10. The double-stranded RNA molecule of claim 7, wherein the RNA molecule is a hairpin RNA sequence.

11. The double-stranded RNA molecule of claim 7, wherein the double-stranded RNA molecule further comprises additional nucleotides, functional groups, antibodies, or other ligands appended to the RNA molecule.

12. A method for reducing cellular proliferation in vivo comprising the step of administering the RNA molecule as in claim 7 to a cell or mammal.

13. A method for inhibiting at least one intracellular signalling pathway comprising the step of administering the RNA molecule as in claim 7 to a cell or mammal.

14. A method for the treatment of cancer comprising administering an RNA molecule as in claim 7 to a patient in need thereof.

15. The method as in claim 14 wherein the cancer is breast or colon cancer.

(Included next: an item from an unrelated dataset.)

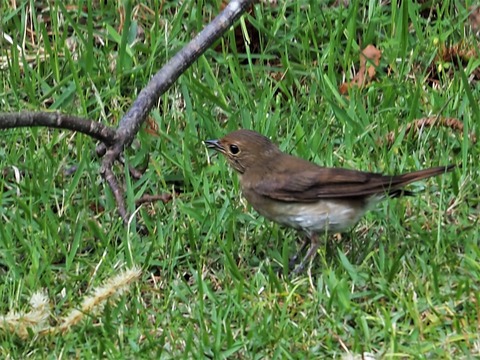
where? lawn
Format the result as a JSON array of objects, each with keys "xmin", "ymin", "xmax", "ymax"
[{"xmin": 0, "ymin": 0, "xmax": 480, "ymax": 359}]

16. A method to reduce cell proliferation comprising administering to a cell an effective amount of a reagent that reduces Src expression; and administering to a cell an effective amount of an additional reagent that reduces activity of at least one non-Src protein, wherein the non-Src protein is a protein involved in intracellular proliferative signalling.

17. A method in accordance with claim 16 wherein the reagent that reduces Src expression is a double stranded RNA molecule.

18. A method in accordance with claim 17 wherein the additional reagent is a double stranded RNA molecule, an antibody, or a targeted drug therapy reagent.

19. The method as in claim 16 wherein the protein involved in intracellular proliferative signalling is Stat3 or cMyc.